Understanding the Underlying Implementation of model_calib #40

Open YixuanSeanZhou opened 4 months ago

YixuanSeanZhou commented 4 months ago

Hi,

I am trying to register a "custom layer" (not a native torch.nn layer, but a custom layer that is a super class of nn.Module) with modelopt and quantize it. I was doing minor patches to the modelopt torch quantization to be able to identify the places to insert quantizers. (For example, the layer uses layer.kernel to represents layer.weight).

However, when I export the model to onnx, i failed to build TRT engine due to

Error Code 10: Internal Error (Could not find any implementation for node /MatMul_%26_cpy.)

When I run the model with polygraphy python ~/trt_model_opt/bin/polygraphy run saved_model.onnx --onnxrt I got

MatmulInteger : b zero point is not valid.
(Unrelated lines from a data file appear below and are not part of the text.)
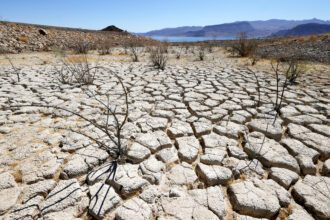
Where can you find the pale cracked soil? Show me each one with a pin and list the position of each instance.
(198, 146)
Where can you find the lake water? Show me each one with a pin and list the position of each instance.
(189, 39)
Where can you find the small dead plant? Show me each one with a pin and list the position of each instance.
(158, 57)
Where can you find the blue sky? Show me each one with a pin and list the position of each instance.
(145, 15)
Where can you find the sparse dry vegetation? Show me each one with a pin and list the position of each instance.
(158, 57)
(243, 46)
(80, 71)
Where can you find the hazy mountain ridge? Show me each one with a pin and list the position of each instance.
(252, 28)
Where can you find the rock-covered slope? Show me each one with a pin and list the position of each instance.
(304, 29)
(18, 37)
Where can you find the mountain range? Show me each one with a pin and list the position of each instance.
(273, 27)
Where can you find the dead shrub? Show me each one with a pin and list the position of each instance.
(104, 47)
(23, 39)
(158, 57)
(243, 47)
(135, 50)
(80, 71)
(201, 53)
(81, 47)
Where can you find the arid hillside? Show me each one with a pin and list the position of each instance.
(18, 37)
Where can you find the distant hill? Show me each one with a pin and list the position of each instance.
(230, 29)
(252, 28)
(179, 31)
(304, 29)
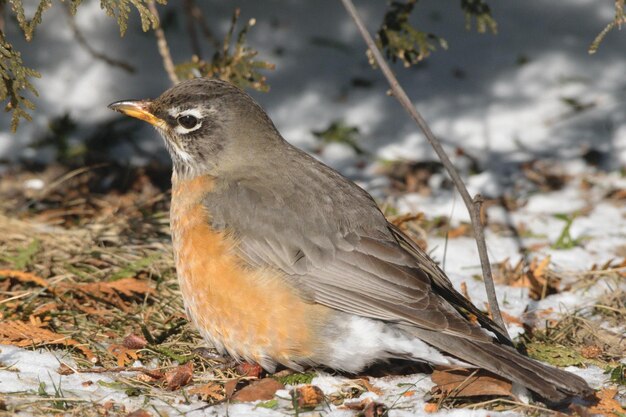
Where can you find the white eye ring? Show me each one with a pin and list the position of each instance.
(190, 114)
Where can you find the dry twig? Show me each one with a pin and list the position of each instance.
(473, 205)
(164, 50)
(82, 41)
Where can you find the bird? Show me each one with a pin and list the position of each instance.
(281, 260)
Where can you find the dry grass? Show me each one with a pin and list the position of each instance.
(78, 239)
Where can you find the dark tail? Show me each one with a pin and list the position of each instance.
(553, 384)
I am guessing it is because the tensor quantizer is not properly calibrated. However, model_calib is unfortunately a .so file. I wonder if you can share the source code to the file or shed light on how calibration is performed, so I can modify the layer / how quantizer is inserted to get weights quantized.

Thanks!

hchings commented 3 months ago

Hi @YixuanSeanZhou, can you share your onnx file? Since the failure is at TRT engine building, this can be an issue that needs to be reported to TRT.